Chapter 33 – Use of University Name
- Definition. "Non-University endeavor" refers to any activity which is not part of or is unrelated to the fulfillment of the missions of the University.
- The use of the University name for any purpose in any non-University endeavor not previously sanctioned by the Office of Strategic Communication is prohibited. Individuals or entities who contract with the University for goods or services are not permitted to imply an endorsement by the University of their goods or services by virtue of their contract with the University.
- University faculty or staff may, acting in their capacities as individuals, use the name of the University for self-identification purposes before the general public, with the following exceptions:
- The University name may not be used by such University faculty or staff in any event, writing, broadcast, or other media presentation, advocating, or endorsing the sale of an item of commerce, be it product or service, where the University is represented as benefiting from, having an interest in, or advocating such sale.
- The University name may not be used by such University faculty or staff in any event, writing, broadcast, or other media presentation, where both of the following apply: 1) the context is such that the average recipient of the presentation would reasonably believe that it was the University itself rather than merely the faculty or staff member that was advocating or endorsing the sale of an item of commerce, be it product or service, and 2) the University faculty or staff member has a pecuniary interest, direct or indirect, in the product or service, or receives money or any valuable thing, any commission, percentage, discount or other payment, gift, bonus, tip, or gratuity, directly or indirectly, as a result of participating in the presentation.
- University faculty or staff may use their name in conjunction with the name of the University for self-identification purposes in connection with products or services when they are the subject of a pending U.S. patent, a valid in-force U.S. patent, or a U.S. copyright, in which a pecuniary interest is held by the University, and which arose out of University research or scholarship, or in other manner arose out of activity connected with the University. Prior written authorization shall be required from the Vice President for Research, based on a finding that the foregoing facts regarding patent, copyright, and interest in the University apply in a given case.
1. Under this policy, may University faculty, staff, and students use University letterhead and their University title when writing to their legislator or congressional representative to express an opinion or concern?
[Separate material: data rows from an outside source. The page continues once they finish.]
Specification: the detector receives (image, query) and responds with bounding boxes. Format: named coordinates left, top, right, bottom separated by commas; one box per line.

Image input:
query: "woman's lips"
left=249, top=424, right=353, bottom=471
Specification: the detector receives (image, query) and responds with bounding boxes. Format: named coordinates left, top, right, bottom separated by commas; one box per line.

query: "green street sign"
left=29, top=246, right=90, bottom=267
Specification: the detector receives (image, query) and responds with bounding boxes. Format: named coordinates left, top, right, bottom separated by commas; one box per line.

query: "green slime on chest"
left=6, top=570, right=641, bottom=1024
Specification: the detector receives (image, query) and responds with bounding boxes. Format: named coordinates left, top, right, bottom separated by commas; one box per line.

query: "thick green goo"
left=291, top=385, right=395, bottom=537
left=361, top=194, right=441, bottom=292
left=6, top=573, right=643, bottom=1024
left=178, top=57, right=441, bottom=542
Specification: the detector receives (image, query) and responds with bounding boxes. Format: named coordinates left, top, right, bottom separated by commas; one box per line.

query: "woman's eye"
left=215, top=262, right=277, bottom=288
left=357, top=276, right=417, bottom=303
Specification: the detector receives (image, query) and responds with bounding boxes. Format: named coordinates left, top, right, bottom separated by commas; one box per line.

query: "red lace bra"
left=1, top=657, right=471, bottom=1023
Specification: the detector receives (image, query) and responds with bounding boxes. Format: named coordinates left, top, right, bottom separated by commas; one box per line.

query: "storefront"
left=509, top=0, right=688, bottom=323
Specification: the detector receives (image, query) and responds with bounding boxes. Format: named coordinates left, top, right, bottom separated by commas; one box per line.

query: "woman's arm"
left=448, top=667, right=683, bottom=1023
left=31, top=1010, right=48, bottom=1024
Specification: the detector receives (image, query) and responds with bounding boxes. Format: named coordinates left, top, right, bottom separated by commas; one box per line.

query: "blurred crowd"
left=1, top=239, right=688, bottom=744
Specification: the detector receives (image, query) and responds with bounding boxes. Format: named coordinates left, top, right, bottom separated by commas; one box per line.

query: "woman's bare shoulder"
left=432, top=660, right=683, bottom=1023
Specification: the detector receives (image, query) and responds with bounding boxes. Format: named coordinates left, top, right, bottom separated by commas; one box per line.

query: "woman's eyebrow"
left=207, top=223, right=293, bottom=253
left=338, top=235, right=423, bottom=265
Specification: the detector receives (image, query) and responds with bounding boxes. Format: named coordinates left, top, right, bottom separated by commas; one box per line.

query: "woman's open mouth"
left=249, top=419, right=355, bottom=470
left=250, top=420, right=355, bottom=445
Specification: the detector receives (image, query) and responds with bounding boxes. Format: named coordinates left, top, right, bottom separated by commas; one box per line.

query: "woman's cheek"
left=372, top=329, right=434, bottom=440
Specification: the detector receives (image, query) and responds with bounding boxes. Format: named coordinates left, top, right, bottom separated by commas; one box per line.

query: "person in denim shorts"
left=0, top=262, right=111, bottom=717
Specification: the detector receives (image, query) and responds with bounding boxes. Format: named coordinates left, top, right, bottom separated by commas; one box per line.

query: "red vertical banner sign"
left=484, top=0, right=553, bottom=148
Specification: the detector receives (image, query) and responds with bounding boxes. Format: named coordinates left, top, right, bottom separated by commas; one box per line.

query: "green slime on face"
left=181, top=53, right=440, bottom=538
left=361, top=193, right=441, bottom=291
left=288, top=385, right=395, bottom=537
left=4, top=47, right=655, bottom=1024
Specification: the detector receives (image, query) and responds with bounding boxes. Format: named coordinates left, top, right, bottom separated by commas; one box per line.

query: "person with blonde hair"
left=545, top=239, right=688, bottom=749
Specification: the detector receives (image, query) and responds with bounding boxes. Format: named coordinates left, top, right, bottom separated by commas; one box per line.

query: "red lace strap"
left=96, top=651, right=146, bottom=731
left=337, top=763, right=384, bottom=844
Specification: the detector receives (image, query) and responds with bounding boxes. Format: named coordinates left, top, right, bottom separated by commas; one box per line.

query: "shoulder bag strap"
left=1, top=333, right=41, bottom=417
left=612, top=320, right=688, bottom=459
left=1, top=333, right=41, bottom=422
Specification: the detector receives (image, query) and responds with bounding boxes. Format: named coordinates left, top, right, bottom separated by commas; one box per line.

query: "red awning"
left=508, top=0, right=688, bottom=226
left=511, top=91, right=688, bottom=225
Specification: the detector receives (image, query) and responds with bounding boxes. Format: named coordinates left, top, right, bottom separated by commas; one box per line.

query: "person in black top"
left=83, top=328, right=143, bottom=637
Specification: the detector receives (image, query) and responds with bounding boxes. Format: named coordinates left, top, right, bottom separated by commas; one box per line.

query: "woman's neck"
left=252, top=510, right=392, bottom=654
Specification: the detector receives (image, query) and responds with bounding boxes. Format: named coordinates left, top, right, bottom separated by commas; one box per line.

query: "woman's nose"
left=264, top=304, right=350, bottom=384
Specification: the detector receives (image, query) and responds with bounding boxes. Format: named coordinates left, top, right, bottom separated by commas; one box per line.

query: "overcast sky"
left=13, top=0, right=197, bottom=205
The use of University letterhead in any non-University correspondence is strictly prohibited. Personal stationery should be used for all personal correspondence, including personal correspondence with elected officials. The institutional position on legislative issues is determined by the Board of Regents in consultation with University administration. While individuals are free to correspond with elected representatives on their own time, the use of University letterhead for that purpose is potentially confusing to elected officials because it implies that the writer is speaking on behalf of the University. The use of the staff member's University title for self-identification purposes in this context is permitted, so long as the title is not used in a way that implies that the writer is expressing an institutional position or viewpoint. (See also II-18.1d(1)(a).)
2. A University employee is starting a new business selling hand-crafted furniture. He decides to develop some advertisements to help sell the furniture. So he has a photograph taken of himself sitting in a hand-crafted chair on the Pentacrest lawn in front of the Old Capitol. He uses this image in newspaper and television advertisements for his furniture. Is this permissible under the policy?
No. The sale of furniture is a "non-University endeavor." Taking a picture of the chair on University property implies an endorsement of the product by the University, which is prohibited under the policy.